# Dimensionality Reduction

__Notebook Author__: Hamed Qazanfari

[![Open In Colab](https://colab.research.google.com/assets/colab-badge.svg)](https://colab.research.google.com/github/hamedmit/Classic-ML-Algorithms/blob/main/Unsupervised_Learning/Dimensionality_Reduction/Introduction_and_Applications.ipynb)
[![Open In kaggle](https://kaggle.com/static/images/open-in-kaggle.svg)](https://kaggle.com/kernels/welcome?src=https://raw.githubusercontent.com/hamedmit/Classic-ML-Algorithms/blob/main/Unsupervised_Learning/Dimensionality_Reduction/Introduction_and_Applications.ipynb)

---
## 1. Introduction to Dimensionality Reduction

### What is Dimensionality Reduction?

In machine learning and data analysis, we often deal with datasets that have many features (dimensions). While more features can provide more information, high-dimensional data introduces several challenges:

- **Curse of Dimensionality**: As dimensions increase, the feature space grows exponentially, making data sparse. This sparsity weakens machine learning models, making it harder to find patterns.
- **Computational Complexity**: More dimensions mean higher computational costs and longer processing times.
- **Overfitting**: Models trained on high-dimensional data may capture noise instead of meaningful patterns.
- **Difficulty in Visualization**: Beyond three dimensions, data visualization becomes difficult, limiting our ability to explore patterns intuitively.

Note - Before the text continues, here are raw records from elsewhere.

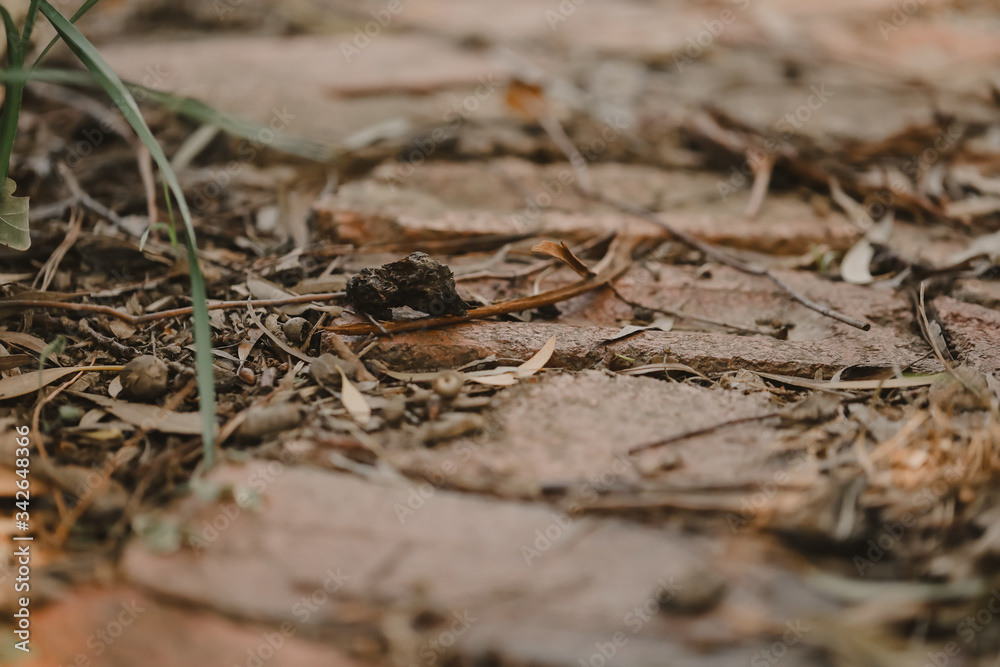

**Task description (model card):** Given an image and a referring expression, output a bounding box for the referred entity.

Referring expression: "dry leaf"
[67,394,201,435]
[754,371,948,391]
[0,366,123,400]
[108,375,122,398]
[514,336,556,378]
[840,213,894,285]
[840,237,875,285]
[531,241,594,278]
[108,320,135,340]
[337,366,372,424]
[505,79,548,120]
[0,354,35,371]
[618,362,709,380]
[601,317,674,343]
[0,331,49,359]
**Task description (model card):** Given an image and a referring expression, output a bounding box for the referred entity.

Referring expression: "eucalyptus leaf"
[0,178,31,250]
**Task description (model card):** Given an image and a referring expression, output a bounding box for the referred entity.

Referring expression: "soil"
[0,0,1000,667]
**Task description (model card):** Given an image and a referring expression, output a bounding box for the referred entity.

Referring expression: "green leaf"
[26,0,100,68]
[0,178,31,250]
[0,5,27,184]
[38,336,66,370]
[38,0,216,469]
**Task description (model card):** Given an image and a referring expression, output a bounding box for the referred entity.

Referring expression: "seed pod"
[119,354,169,401]
[236,366,257,384]
[236,403,302,440]
[431,371,465,400]
[281,317,309,345]
[382,397,406,426]
[419,412,486,447]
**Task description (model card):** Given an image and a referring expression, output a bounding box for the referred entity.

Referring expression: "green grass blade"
[39,0,215,468]
[21,0,38,45]
[0,69,343,163]
[31,0,101,68]
[0,5,24,183]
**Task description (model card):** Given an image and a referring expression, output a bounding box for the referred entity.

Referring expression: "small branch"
[0,292,344,325]
[628,412,781,456]
[537,109,872,331]
[590,193,872,331]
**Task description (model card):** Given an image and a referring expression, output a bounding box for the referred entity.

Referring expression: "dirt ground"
[0,0,1000,667]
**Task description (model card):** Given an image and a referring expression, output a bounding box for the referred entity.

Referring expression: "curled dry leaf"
[67,392,201,435]
[531,241,594,278]
[337,366,372,424]
[0,366,123,401]
[601,317,674,343]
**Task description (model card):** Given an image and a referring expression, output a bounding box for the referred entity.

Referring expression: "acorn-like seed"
[119,354,169,401]
[309,352,343,387]
[431,371,465,399]
[382,397,406,426]
[281,317,309,345]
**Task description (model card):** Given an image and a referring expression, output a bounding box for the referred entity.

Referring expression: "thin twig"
[592,193,872,331]
[54,378,198,549]
[0,292,344,325]
[537,108,871,331]
[628,412,781,456]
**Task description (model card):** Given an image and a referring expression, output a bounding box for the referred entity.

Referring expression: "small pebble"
[119,354,169,401]
[431,371,465,399]
[281,317,309,345]
[59,405,83,424]
[382,396,406,426]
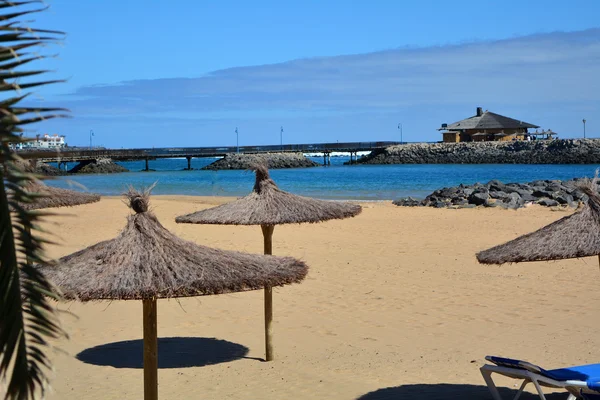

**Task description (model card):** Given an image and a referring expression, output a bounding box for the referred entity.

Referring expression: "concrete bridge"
[19,141,400,170]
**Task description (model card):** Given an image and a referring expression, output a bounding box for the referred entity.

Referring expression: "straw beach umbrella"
[175,165,362,361]
[41,189,308,400]
[477,178,600,264]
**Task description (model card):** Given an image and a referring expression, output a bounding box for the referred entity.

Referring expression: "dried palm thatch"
[39,189,308,400]
[477,178,600,264]
[21,183,100,210]
[175,164,362,361]
[175,165,362,225]
[42,189,307,301]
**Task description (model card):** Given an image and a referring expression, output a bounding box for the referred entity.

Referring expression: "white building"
[14,133,66,150]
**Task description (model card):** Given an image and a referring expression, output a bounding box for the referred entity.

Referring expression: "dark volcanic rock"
[69,159,129,174]
[356,139,600,165]
[393,179,587,209]
[202,153,319,170]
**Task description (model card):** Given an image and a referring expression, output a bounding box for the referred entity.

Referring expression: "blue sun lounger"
[480,356,600,400]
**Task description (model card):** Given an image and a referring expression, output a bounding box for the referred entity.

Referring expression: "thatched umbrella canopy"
[175,165,362,361]
[21,183,100,210]
[40,189,308,400]
[477,179,600,264]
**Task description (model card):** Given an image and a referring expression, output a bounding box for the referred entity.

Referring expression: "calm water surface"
[48,157,600,200]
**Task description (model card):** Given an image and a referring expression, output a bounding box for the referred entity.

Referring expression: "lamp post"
[398,122,402,144]
[235,126,240,153]
[279,126,283,151]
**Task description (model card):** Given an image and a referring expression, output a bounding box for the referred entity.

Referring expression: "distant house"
[438,107,539,143]
[11,133,67,150]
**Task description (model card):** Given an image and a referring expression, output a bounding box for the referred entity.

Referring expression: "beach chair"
[480,356,600,400]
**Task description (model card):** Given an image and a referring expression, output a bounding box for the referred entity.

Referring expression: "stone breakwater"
[69,159,129,174]
[357,139,600,164]
[202,153,319,170]
[393,178,588,209]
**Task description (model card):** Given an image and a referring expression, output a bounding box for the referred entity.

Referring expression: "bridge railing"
[18,142,398,160]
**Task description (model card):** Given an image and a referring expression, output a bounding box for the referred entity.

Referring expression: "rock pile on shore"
[202,153,319,170]
[69,159,129,174]
[357,139,600,164]
[393,179,587,209]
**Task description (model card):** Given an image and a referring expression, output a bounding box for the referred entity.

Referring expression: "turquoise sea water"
[48,157,600,200]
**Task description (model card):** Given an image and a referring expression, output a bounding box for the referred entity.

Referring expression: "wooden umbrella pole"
[142,299,158,400]
[260,225,275,361]
[23,225,33,265]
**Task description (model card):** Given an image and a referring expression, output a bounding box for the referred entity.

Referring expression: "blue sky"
[25,0,600,148]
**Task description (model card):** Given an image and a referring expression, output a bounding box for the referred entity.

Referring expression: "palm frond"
[0,0,66,400]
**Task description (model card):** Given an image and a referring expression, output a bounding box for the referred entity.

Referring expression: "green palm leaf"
[0,0,65,400]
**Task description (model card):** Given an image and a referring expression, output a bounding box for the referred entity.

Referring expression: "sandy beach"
[38,196,600,400]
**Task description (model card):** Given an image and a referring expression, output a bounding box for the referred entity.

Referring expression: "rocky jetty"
[202,153,319,170]
[393,178,587,209]
[356,139,600,164]
[69,158,129,174]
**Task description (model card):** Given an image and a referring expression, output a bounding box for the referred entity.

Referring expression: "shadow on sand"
[357,383,568,400]
[76,337,253,368]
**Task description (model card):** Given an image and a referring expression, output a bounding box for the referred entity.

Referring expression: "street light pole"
[235,126,240,153]
[398,122,402,144]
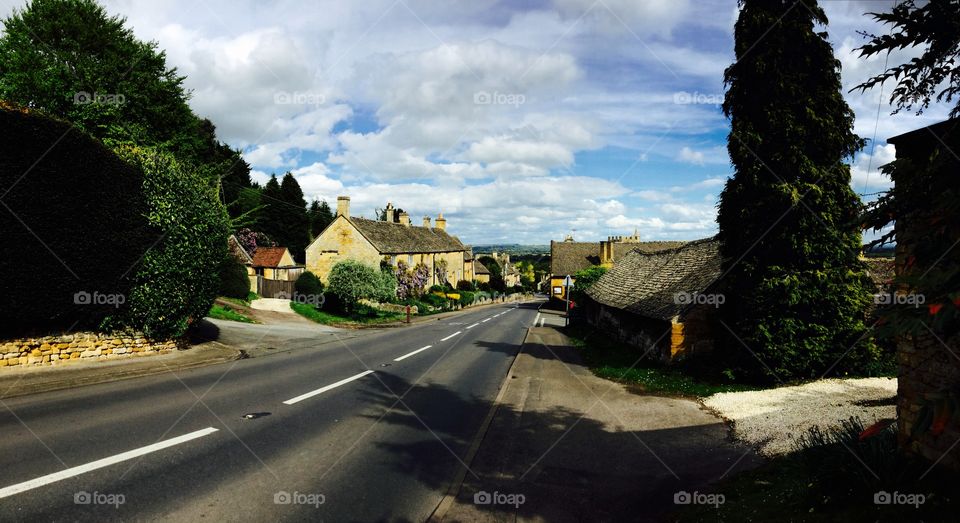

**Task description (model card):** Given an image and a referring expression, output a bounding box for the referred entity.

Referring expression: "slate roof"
[550,241,684,276]
[253,247,287,267]
[350,218,464,254]
[587,238,720,321]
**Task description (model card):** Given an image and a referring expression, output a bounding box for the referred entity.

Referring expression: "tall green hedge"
[0,106,153,336]
[105,146,229,337]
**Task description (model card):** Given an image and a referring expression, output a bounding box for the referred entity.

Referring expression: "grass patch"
[290,302,405,326]
[670,419,960,523]
[207,304,257,323]
[564,326,761,397]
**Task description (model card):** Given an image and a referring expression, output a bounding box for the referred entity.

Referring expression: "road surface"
[0,303,537,521]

**Dimensionality Reduction** simplifies data by reducing the number of features while retaining essential information. This improves model performance and makes data easier to handle.

Dimensionality reduction techniques fall into two main categories:

- **Feature Selection**: Choosing the most important features while discarding irrelevant ones.
- **Feature Extraction**: Transforming data into a lower-dimensional space (e.g., PCA) by creating new features that capture the most variance.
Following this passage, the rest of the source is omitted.